En política, las discrepancias en el seno de un partido y de un gobierno son deseables y refrescantes porque reflejan la realidad social. Naturalmente, siempre que no se rebase el marco ideológico de ese partido y de ese gobierno. Las discrepancias habidas años pasados entre los socialistas españoles, muy notorias en el caso valenciano, sólo podían conducir a una hecatombe de las que, por desgracia, perduran en la memoria colectiva. Echóse a rodar la ideología y la cosa acabó en campo de Agramante, pero por la poltrona. Aznar escarmentó en cabeza ajena: su partido y su gobierno serían un eco, una piña que, trascendiendo la organización matriz, impregnaría de su espíritu hasta el último rincón de España. Pero ni Piqué se lo cree y tendrá que hacer mangas y capirotes para sacar adelante la campaña en Cataluña. En suma, el acuerdo entusiasta y unánime inducido en muy gran parte por el desacuerdo del contrario, será dinamitado un día desde dentro debido a su inverosimilitud. Mata la disensión extrema por desilusión y enojo; mata el consenso extremo por artificioso y aburrido. A la larga siempre es uno su peor enemigo. Voces autorizadas surgen y dicen que al capitalismo lo matarán (en realidad lo están haciendo) los propios capitalistas.

Si nosotros estamos tan unidos y los otros tan desunidos, la conclusión se sigue como el asco sigue al coito. (Afirmación que retiro de inmediato por falsa en buena parte y por anticuada en parte completa). La táctica es muy sencilla: nosotros, paradigma de la unión, debemos gobernar porque la alternativa es una pandilla de individuos que cada uno va por su lado, sin que se vislumbre una sola idea. Ni idea territorial, ni económica, ni social, ni sobre nada. Pues tantas opiniones distintas no hacen una idea. Esta tropa daría fin y remate a la unidad de España; breve vida porque ¿hubo España antes del PP? Del discurso de este partido se desprende que no. Duele esta sonata; y dolería aunque las televisiones públicas no estuvieran tan al servicio del gobierno y el pueblo tan narcotizado. Pues aunque uno ya no está en edad de hacerse ilusiones, no por eso se libra, mal que les pese, de una inercia visceral, un cierto deseo de ser ciudadano de un país donde la democracia se respete a sí misma, donde ni siquiera la autocensura tuviera que ser un ejercicio más o menos de autodisciplina, sino que surgiera espontáneamente del corazón. Decir, como hemos oído, que el PSOE dejó una herencia económica caótica y que en unos años el nuevo gobierno nos ha situado a la cabeza de Europa, es una clase de falsedad que más que por ser falsa duele por su ausencia de elegancia y caballerosidad. Es la suerte de discurso que deprimía a Ortega y en ese punto no podemos sino estar de acuerdo con el grande y aristocrático elitista.
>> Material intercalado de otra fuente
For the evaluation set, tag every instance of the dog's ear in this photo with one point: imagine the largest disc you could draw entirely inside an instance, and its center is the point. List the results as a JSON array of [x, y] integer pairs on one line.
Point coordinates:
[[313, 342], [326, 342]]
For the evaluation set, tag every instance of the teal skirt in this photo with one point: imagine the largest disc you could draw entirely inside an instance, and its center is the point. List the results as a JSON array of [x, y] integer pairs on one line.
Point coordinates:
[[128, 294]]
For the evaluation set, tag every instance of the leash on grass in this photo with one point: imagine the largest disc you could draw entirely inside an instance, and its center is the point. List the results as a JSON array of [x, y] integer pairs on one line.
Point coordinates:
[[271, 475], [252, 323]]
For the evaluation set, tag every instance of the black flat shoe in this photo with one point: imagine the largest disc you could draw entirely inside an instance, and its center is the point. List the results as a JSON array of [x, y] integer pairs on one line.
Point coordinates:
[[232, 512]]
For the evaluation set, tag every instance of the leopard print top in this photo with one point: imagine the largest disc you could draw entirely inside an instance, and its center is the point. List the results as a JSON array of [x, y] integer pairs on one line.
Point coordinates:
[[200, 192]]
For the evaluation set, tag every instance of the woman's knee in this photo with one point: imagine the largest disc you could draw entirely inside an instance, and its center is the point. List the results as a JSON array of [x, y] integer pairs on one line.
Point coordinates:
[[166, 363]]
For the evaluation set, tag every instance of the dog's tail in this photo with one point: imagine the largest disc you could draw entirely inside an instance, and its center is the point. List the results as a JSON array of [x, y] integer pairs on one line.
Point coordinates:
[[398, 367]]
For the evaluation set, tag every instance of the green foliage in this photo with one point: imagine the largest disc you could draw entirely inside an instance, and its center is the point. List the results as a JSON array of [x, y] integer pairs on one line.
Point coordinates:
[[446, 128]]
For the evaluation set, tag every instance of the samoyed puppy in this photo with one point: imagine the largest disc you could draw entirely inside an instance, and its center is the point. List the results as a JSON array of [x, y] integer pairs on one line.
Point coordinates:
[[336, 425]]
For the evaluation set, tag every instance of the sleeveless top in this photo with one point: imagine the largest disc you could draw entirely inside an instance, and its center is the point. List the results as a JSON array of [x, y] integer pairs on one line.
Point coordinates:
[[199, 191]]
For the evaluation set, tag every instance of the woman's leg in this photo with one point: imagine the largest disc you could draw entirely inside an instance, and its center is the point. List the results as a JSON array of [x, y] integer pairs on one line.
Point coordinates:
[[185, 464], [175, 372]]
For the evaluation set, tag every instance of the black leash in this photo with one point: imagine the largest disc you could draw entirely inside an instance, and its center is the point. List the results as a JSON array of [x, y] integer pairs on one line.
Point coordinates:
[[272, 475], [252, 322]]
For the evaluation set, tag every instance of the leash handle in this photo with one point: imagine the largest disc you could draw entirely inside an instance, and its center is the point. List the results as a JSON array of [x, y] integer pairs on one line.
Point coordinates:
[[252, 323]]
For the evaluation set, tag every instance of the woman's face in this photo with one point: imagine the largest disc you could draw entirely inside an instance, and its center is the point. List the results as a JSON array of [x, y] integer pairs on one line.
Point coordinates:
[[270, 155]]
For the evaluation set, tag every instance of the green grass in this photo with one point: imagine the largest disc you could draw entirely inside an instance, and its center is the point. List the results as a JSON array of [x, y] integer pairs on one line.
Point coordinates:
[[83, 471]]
En "logros económicos creemos sinceramente haber mejorado la etapa del PSOE". Si nos hablaran así, pensaríamos que hay esperanzas. "La reforma laboral del PSOE fue un desvarío tan mal encaminado como nuestro decretazo". Incluso eso sería aceptable, por cuanto una reforma en Europa, si es en profundidad, siempre está llena de obstáculos y cualquier gobierno puede darse de narices contra tal muralla.

No vale todo en la contienda política como no vale todo en el amor por más que se haya afirmado tanto lo contrario. (Un tipo que se presenta ante una mujer con un rostro que no es el suyo, es algo peor que un farsante, es un estafador y a menudo con resultados funestos). El PSOE metió a España en Europa y la puso en el grupo de los países desarrollados. Esto puede decirse sin mengua y uno quisiera creer que incluso con ventaja. Pocos adictos al PP dejarían de votarle por eso y muchos simpatizantes del PSOE podrían acabar votando a Rajoy. Como fuere, el ninguneo y el ataque frontal al otro, poniendo y omitiendo, deformando es... vulgar. Si no recuerdo mal, cuando Zaplana desplazó a Lerma tuvo palabras de elogio para el perdedor. Sin comentarios. Pero "no me podréis quitar / el dolorido sentir". No es un texto de Azorín sino una cita de Azorín. Quien con tiros y troyanos supo vivir luengos años.

Manuel Lloris es doctor en Filosofía y Letras.